Description
Lee Howes asked me to post this feedback here.
To provide some context, we use zstd to compress all the trades which occur in the United States daily, which we store into a live custom database for the US SEC and the major financial institutions as per Congressional mandate. This is a lot of data, for example a single channel from OPRA which supplies options and futures might be 1Tb-2Tb per day, and OPRA has forty something channels, and that is just one exchange. We need to provide queries across this live dataset up to a few seconds from just now, but also into the past for several years, and we need to return the first result for any arbitrary query within a millisecond 99.9% of the time, and maintain many sigmas of availability.
I'll firstly say, as I told Lee, that there is literally no other game in town than zstd for this problem. You're unique. This is because we have a power law distribution of sizes of blocks to individually compress, so a tiny proporation are massive (e.g. AMZN), but there are millions which are tiny. We therefore need to train a shared dictionary for those millions of small blocks to get their aggregate size down (as each have a lot of shared structure, so they share dictionaries well), but also fire as many CPU cores as possible to parallelise compression. We also have a time space tradeoff, so for some exchanges it is worth doing a fast compression as a low zstd level to get data off to S3 quickly, and later recompress that data with a higher zstd level to achieve better storage density. zstd gives us all the runtime knobs and twiddles to manually customise our compression per exchange, and that's fabulous for us.
zstd is close to perfect to our needs, but its current main weakness for us is in dictionary training:
-
You must assemble your training set into a single, contiguous, block of memory. This requires us to copy a hundred Gb or so of memory needlessly.

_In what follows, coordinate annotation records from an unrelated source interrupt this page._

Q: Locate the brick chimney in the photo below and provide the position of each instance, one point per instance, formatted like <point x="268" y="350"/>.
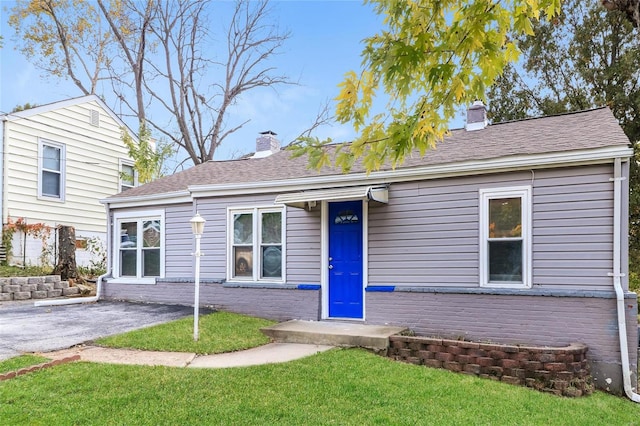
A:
<point x="476" y="117"/>
<point x="266" y="144"/>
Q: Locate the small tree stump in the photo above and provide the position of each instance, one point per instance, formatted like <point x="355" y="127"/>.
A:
<point x="66" y="266"/>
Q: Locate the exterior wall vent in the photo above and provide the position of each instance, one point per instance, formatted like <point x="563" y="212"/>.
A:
<point x="476" y="116"/>
<point x="266" y="144"/>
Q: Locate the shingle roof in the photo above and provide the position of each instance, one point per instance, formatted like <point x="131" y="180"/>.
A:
<point x="591" y="129"/>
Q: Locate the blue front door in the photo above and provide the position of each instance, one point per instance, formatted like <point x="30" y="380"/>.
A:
<point x="345" y="260"/>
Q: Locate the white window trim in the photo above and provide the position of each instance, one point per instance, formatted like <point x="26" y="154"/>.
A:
<point x="63" y="160"/>
<point x="125" y="216"/>
<point x="121" y="183"/>
<point x="524" y="193"/>
<point x="255" y="210"/>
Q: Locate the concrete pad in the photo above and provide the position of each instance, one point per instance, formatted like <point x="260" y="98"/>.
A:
<point x="125" y="356"/>
<point x="268" y="354"/>
<point x="333" y="333"/>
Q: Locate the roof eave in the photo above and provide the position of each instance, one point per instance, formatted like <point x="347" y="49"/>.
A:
<point x="466" y="168"/>
<point x="175" y="197"/>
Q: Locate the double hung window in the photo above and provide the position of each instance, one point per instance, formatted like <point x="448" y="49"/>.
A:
<point x="140" y="246"/>
<point x="51" y="170"/>
<point x="505" y="237"/>
<point x="256" y="249"/>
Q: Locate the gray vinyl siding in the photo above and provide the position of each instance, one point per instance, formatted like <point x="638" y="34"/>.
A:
<point x="179" y="242"/>
<point x="303" y="246"/>
<point x="428" y="234"/>
<point x="214" y="241"/>
<point x="573" y="229"/>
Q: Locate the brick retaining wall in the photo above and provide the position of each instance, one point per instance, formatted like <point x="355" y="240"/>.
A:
<point x="25" y="288"/>
<point x="561" y="371"/>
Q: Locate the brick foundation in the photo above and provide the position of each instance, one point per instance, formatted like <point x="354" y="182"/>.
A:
<point x="25" y="288"/>
<point x="561" y="371"/>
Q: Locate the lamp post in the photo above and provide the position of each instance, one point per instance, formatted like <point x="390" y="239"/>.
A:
<point x="197" y="226"/>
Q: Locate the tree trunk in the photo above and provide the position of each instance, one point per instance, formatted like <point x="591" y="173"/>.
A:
<point x="66" y="266"/>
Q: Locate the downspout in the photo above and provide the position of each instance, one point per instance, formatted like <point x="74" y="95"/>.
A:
<point x="95" y="298"/>
<point x="617" y="285"/>
<point x="3" y="139"/>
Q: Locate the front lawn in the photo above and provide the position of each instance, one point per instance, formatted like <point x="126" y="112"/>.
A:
<point x="219" y="332"/>
<point x="19" y="362"/>
<point x="348" y="386"/>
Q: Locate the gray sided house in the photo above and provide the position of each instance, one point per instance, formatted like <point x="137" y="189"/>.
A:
<point x="509" y="233"/>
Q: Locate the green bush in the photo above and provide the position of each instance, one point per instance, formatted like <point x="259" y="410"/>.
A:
<point x="29" y="271"/>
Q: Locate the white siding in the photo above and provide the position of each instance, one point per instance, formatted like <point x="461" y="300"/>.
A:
<point x="91" y="167"/>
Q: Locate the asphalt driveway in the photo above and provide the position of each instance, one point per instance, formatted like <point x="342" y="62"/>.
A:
<point x="26" y="328"/>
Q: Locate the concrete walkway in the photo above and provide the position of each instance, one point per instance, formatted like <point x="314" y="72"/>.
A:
<point x="268" y="354"/>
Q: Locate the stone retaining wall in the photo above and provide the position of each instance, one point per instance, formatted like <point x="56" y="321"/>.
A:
<point x="561" y="371"/>
<point x="25" y="288"/>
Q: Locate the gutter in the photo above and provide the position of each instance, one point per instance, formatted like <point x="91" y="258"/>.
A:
<point x="101" y="278"/>
<point x="3" y="140"/>
<point x="617" y="285"/>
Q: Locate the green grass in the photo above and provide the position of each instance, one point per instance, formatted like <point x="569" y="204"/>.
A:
<point x="19" y="362"/>
<point x="219" y="332"/>
<point x="348" y="386"/>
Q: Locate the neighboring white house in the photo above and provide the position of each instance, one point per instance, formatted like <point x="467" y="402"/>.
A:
<point x="56" y="162"/>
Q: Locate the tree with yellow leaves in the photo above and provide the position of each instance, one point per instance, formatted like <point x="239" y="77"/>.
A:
<point x="431" y="58"/>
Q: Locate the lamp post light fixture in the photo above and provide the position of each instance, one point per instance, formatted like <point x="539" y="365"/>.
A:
<point x="197" y="227"/>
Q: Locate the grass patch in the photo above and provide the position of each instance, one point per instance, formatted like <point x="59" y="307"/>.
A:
<point x="348" y="386"/>
<point x="29" y="271"/>
<point x="21" y="361"/>
<point x="219" y="332"/>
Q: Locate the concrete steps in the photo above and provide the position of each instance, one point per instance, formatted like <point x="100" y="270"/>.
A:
<point x="332" y="333"/>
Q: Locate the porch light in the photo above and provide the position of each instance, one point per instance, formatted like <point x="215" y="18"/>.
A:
<point x="197" y="227"/>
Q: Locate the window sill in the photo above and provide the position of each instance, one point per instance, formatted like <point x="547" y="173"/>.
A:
<point x="125" y="280"/>
<point x="253" y="284"/>
<point x="51" y="198"/>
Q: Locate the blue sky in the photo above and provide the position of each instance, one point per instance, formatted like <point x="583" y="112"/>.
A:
<point x="325" y="43"/>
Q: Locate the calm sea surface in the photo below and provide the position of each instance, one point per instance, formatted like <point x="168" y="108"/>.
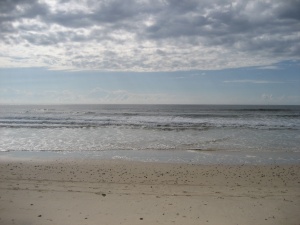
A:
<point x="179" y="128"/>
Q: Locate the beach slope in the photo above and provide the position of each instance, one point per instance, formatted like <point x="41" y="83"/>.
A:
<point x="62" y="192"/>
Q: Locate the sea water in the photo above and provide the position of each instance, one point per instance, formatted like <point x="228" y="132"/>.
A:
<point x="187" y="133"/>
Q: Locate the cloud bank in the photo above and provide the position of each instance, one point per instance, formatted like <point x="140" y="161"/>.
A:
<point x="148" y="35"/>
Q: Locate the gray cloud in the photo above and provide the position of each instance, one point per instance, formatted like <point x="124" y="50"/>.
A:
<point x="151" y="34"/>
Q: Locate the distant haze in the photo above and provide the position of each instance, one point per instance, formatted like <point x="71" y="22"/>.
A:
<point x="149" y="51"/>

If the API instead took a list of pointers each to a training item, or even better again, it took in a sequence of gather buffers (i.e. each training block might itself be distributed across memory), this would be a lot more efficient.
-
There is no way of dictionary training giving progress, which means the routine appears to just hang for an unpredictable time. Internally, the routine loops dictionary generation as it tries to figure out an optimal set. It would be very useful if it could call a callback function per round, ideally with the ability for the callback routine to say whether the training is "good enough" i.e. we might run a timer, and choose whatever is the best after one minute. It would be also useful if the warnings currently printable could instead be given to the callback function, so we can log them into our proper logger.
-
Perhaps this is already supported, but dictionary training ought to be embarrassingly parallelisable. I'd like the ability to control the threads doing the training however, for example in C++ 23 all concurrency ought to act via an Executor. Breaking out the internals into public APIs so we can compose our own training implementations would be great.
Whilst we, in our current use case for zstd, don't need this, in general a scatter-gather based API design is a better call than a single buffer API. This lets one compress, or decompress, frames gathering in the data discontiguously distributed across memory, or scattering it discontiguously across memory. As you may know given you're under the same management structure, Eric Niebler designed Ranges for C++. These naturally act upon discontiguous distributions of data across memory which are composed into as-if apparently contiguous byte sequences, and we on WG21 are going to be extending his work (along with Eric's FB team) into a wider, standardised, framework for C++ whereby everything naturally works in terms of scatter-gather buffer sequences, in order to avoid unnecessary memory copies. If zstd were similarly scatter-gather buffer orientated, including its dictionary training API, that would be superb.
Finally I'd like to thank those supporting this repo with taking the time to engage so fully with the users. On multiple occasions I found treasures of discussion and advice inside the commentary in this issue tracker which has accumulated over the years. So few engineers bother to so fully engage with users to the detriment of us and the ecosystem, but you guys here do so, and it's a real credit to you. So thank you!